Mi razón tiene una pata rota y se ausenta convenientemente; por las tardes se va a dar la vuelta sin dejarme dicho cuándo vuelve: ni una notita en el refrigerador para saber cómo esconderme de la incongruencia.
Mis pasiones desconocen el límite siempre que pueden: son como niños despeinados que corren sin dirección sobre la hierba. Ríen y gritan, me encantan como si pudiera observarlas jugar -sentada en una poltrona al sol- mientras se raspan las rodillas, construyen puentes en el riachuelo y se llenan de tierra la cara, felices.
Y está mi cuerpo, marcado por cada una de las batallas pasadas, cansado y curvo, a ratos lleno de ritmo.

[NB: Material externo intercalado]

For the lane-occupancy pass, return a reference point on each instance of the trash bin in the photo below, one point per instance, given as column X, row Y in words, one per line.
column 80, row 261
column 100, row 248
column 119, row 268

Su superficie se cruza de tantos secretos, su interior hierve con tal facilidad, que no sé controlar la ráfaga de viento que lo envuelve ni resistir el calor que lo empapa.
Mi voluntad es la única que está siempre de mi parte. Para amar o irse en el peor momento de la fiesta, para empecinarse y retirarse cuando se apaga la última luz. Estoy aquí y me declaro libre de probar lo que se me antoja, de cuidarme tanto como me permiten mis enemigos, de quererlo todo y conformarme con lo que tengo.